I think that would be the intent of either the modified or original statement anyway.

The subtlety with removing the probabilistic element in one’ s analysis of arguments in the vein of the OP’s is that it allows one to paper over various fallacies which are intrinsically connected to intermediate probabilities.

For example, one can legitimately move from “P implies Q” and “Q implies R” to “P implies R”. You might think this correspondingly means one can move from “A high percentage of Ps are Qs” and “A high percentage of Qs are Rs” to “A high percentage of Ps are Rs”, but that would be fallacious. Indeed, even moving from “P implies Q” and “A high percentage of Qs are Rs” to “A high percentage of Ps are Rs” is fallacious.

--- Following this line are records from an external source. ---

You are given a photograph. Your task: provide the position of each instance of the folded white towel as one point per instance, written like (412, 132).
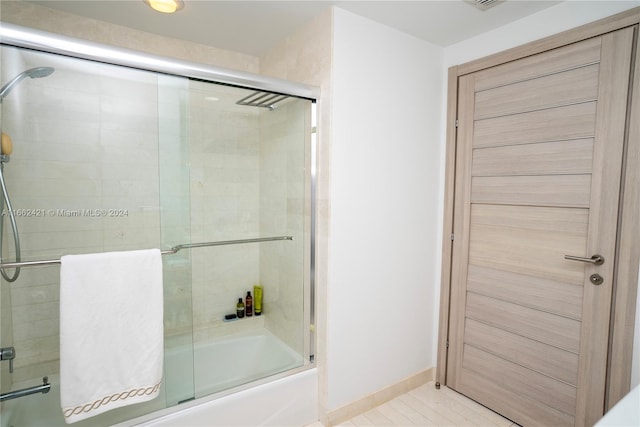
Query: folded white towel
(111, 331)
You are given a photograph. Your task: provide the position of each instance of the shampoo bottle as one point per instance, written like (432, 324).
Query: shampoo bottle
(248, 304)
(257, 300)
(240, 309)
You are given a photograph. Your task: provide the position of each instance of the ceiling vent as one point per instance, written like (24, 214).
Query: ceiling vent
(483, 4)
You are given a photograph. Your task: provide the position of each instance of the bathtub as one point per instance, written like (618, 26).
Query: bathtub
(248, 380)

Indeed, even concluding the existence of a single P which is an R is fallacious. [Consider P = human albinos, Q = humans, and R = non-albinos]

Or consider contraposition (in some sense, just a rephrasing of the special case of the last example where R is a contradiction): one can legitimately move from “P implies Q” to “(Not Q) implies (Not P)”. But moving from “The probability of Q given P is high” to “The probability of (Not P) given (Not Q) is high” (i.e., “The probability of P given (Not Q) is low”) is fallacious. It’s the sort of reasoning undergirding p-value based null hypothesis significance testing, but it’s fallacious all the same…

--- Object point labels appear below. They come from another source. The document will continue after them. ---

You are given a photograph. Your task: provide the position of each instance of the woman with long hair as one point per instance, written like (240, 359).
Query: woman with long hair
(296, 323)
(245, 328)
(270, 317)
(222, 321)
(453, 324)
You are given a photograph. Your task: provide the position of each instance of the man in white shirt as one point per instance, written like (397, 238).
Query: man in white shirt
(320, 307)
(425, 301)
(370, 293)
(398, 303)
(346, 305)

Frylock, you may be thinking of the Prosecutor’s Fallacy. It involves confusing the probability of X, given Y, with the probability of Y, given X. Here’s one fairly clear explanation involving a hypothetical example, but I’ve seen several authors describe the real-life case The People of the State of California v. Collins as an example of this fallacy.

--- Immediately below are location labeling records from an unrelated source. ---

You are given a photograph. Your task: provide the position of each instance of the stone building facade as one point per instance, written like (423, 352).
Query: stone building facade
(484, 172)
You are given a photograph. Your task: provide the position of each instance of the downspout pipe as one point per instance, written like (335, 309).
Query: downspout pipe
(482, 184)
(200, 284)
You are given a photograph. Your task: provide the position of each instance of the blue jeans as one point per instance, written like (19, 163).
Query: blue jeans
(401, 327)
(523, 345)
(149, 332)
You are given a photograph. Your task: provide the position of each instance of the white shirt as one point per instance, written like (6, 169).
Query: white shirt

I’d say you’ve accurately described Frylock’s fallacy, but not quite done justice to describing the Prosecutor’s fallacy. I’ve always heard “the Prosecutor’s fallacy” used to describe situations which, while they may incidentally involve some amount of “confusion of the inverse”, more significantly demonstrate the use of an unconditional probability where a conditional probability is called for (or, put another way, conflating a probability conditioned on just A with a probability conditioned on A & B, using the former where the latter is more relevant), as in your linked examples.

You’re probably right.

Let me just point out that there is an additional fallacy in conflating being a criminal with being in jail. A non-violent drug user is much more likely to be put in jail if he is black rather then white. I cannot give a cite offhand, but the white drug users I know have never given a thought to being arrested and expect that, if they are, they will be let off with a warning. I did read recently that the percentage of drug users is no higher among blacks than among whites.

Self-fulfilling prophecy: if X-type people are assumed to be criminals, then any X-type person arrested mistakenly has a much higher chance of wrongly being imprisoned. The jails then become full of X-type people only because the jails started out with a slight majority of X-type people.
Hmm, also we usually assume criminal=convict. Perhaps replace the term “criminal” with “committed a crime.” After all, if you’re wrongly convicted and jailed, then you’re a “criminal” by definition, even if you’re innocent.